Automation takes a significant time investment, and you’re always going to be finding more to do, but with every task you automate things become faster and more consistent. It’s a never-ending journey, you just have to start somewhere.
Pillar 5: Collaborative culture
DevOps is founded on the idea of development and operations teams working together and helping each other out. But it goes beyond just those two teams, everyone involved in software delivery need to be talking, working together, and have a strong understanding of each other’s motives. If tensions and distrust exist among team members, the blame games start, and product quality suffers.
Team leaders need to be responsible for ensuring that teams are getting along and communicating, this could be through frequent team building events, daily status meetings, team-wide wikis, or even moving desks around so people can sit together.
But take note: DevOps is not about making everyone responsible for everything – because then nobody is responsible for anything. Instead, the idea is to create a culture that, when something goes wrong it doesn’t matter who caused it, it’s everyone’s problem.

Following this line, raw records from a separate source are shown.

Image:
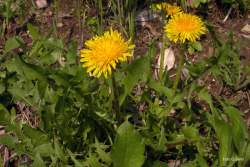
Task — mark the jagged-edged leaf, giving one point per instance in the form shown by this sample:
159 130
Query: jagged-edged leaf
128 149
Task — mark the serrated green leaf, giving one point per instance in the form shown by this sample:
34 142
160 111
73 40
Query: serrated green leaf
8 140
12 43
34 32
138 70
5 115
128 149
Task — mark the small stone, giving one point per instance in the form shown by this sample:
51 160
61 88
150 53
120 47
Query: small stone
59 25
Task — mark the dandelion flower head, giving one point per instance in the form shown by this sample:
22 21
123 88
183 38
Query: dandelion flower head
184 27
103 53
171 10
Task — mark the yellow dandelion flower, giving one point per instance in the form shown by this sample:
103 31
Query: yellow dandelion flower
103 53
169 9
185 27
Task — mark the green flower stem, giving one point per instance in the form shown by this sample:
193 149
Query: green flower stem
116 106
162 49
178 73
178 76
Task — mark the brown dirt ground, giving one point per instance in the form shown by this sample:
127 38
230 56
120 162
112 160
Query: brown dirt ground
69 27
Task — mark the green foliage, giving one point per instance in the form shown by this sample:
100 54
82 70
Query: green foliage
78 125
128 148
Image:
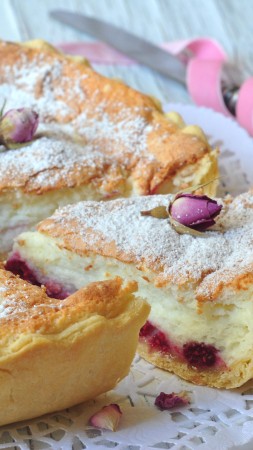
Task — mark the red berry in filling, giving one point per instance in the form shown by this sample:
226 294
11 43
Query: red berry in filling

Pillar 6: Build a culture of security
The secret, however, lies in the approach to threat modeling. The activity is to be transformed into a process of deriving security test cases (which it ought to be) rather than a disjoint effort of unearthing a “type” of security flaw. This would enable teams to actually adopt threat modeling as a part of the product development process. Another point of integration could be in tagging user stories and associated abuser stories right within the project management/functional specification management platform, such as Confluence or Google Projects.
Threat modeling is, and should be, one of the first activities that product teams come together to incorporate application security, as soon as the requirements have been made available. This activity happens during the design phase in conjunction with design/architecture review. Being a team activity, this would help in collectively visualizing the various threats an application stands to face, if and when released to market, and also how they can be mitigated, transferred, ignored, or accepted, depending on business priorities. Ideally, with every sprint, product teams should come together to review their features/user stories and come up with abuser stories that can be considered as non-functional requirements with clearly stated acceptance criteria.